Well, the boycott, needless to say, didn’t work. Day after day, there would be a couple of UFCW people standing out there in front of Cub Foods, with someone from the NALC, carrying signs, while people trampled each other in their haste to get into the store.

This went on for years. At least 10 years. After the first five years or so, they tapered off on the number of people picketing right in front, but there would still be somebody out there by the parking lot exit with a sign, and every so often there would be a big billboard somewhere in town saying, “Shop Union–Boycott Cub Foods”.

So last year, I was talking about this ‘n’ that with the Better Half, and the subject of grocery shopping came up, and he said, “Why don’t you go to Cub Foods for that (whatever it was)?” and I said, “I can’t, because we’re supporting the NALC boycott–aren’t we?”

He was, frankly, astonished. He had forgotten all about it. I said, “Well, is it off?” He said, “Well, actually, no, it’s still on, but I don’t think anybody from the NALC is walking the picket line anymore.”

And he gave me Official Permission to shop at Cub Foods. So I do, sometimes, but I hate having to bag my own groceries while people stand there in line and wait.

The point is, you ask if picketing will do any good. I say, no, because the people brushing past you to get into the building to run their errands quite literally don’t give a rat’s derriere about your “cause”, unless it means money out of their pockets. Failing that, you’re just blocking traffic.

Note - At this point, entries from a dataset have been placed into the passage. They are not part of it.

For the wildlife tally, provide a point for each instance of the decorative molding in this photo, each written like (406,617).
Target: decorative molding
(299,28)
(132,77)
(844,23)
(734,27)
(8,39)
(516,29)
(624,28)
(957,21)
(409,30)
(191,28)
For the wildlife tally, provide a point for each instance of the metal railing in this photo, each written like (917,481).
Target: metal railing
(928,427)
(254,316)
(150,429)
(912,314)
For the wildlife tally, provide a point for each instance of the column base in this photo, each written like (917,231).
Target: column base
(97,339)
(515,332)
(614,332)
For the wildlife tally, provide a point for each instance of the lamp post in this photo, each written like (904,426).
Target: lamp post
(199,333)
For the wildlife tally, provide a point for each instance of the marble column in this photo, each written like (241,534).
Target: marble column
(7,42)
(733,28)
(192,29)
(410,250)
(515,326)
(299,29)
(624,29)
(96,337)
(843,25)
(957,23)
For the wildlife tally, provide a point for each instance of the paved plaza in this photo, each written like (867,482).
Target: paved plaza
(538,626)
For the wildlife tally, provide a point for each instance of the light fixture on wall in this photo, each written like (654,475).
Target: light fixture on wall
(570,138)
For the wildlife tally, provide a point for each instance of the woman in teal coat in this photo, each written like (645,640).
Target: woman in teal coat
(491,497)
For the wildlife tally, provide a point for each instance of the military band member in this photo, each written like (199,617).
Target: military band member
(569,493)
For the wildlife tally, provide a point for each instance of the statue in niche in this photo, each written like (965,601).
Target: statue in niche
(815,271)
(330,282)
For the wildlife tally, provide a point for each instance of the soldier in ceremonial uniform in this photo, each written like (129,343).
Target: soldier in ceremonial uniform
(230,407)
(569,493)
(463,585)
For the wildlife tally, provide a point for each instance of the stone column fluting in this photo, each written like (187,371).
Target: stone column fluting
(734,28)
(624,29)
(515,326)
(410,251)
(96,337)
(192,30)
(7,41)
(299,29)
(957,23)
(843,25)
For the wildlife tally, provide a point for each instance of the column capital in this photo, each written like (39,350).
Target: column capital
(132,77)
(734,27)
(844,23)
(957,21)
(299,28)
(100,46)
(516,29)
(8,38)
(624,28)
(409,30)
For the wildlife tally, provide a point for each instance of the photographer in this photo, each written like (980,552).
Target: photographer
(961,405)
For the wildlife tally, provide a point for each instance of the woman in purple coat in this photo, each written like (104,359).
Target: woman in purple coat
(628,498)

Sorry to be so negative. :frowning:

The only picketing I ever did was picketing AGAINST(mindyou) Fred Phelps. We live in the same city of Topeka Kansas and for a while it was kind of scary, because they would come and stand among us counter-picketers and ask if we put shaved gerbils up our, well, you know. Fred would go back and forth demanding WE be hauled off for harassing THEM! And pretending to be preaching while really cursing at us under his breath. Cross my heart, I was close enough to him to hear it. I also helped a local church “witness” against them outside of the church on their own sidewalk. Fred hated St. D------ because the rector spoke out against them. Father B-- once wrote a letter to our paper about how he saw a Phelps mother let her kid pee on the church flower bed,(a quote “Dear God, they desecrated the daylilies.”) but the paper wouldn’t publish it. Hateful as they are, he would have let the little tyke inside to go.

Gee, I’m sorry, I pushed my own button. You’ll be fine out there, especially if you really do have all those bodies. Keep a kit on hand, small first aid items, Kleenex, etc, and a BIG water bottle. The latter is an essential! And try to make something happen fast because peoples’ attention spans are none too long. I’ll hope for the best for you, but DDG may be right, if it’s not money out of their pockets most people don’t care.

Thanks!

DDG, I can explain the connection between the letter carriers & the food workers–they’re both unionized. That’s it. Unions tend to back each other, and will picket for other unions, just to show support. For instance, in a couple of weeks, we’ll be having a much larger rally, and a few busloads of UAW workers will be coming up from Detroit to picket with us. Solidarity. :smiley:

Baker: Wow. I think I’d picket against that loser, too. And thanks for the advice! I shall write it down.

Oops, two more things, sunscreen and a hat if you are going to be out for any length of time.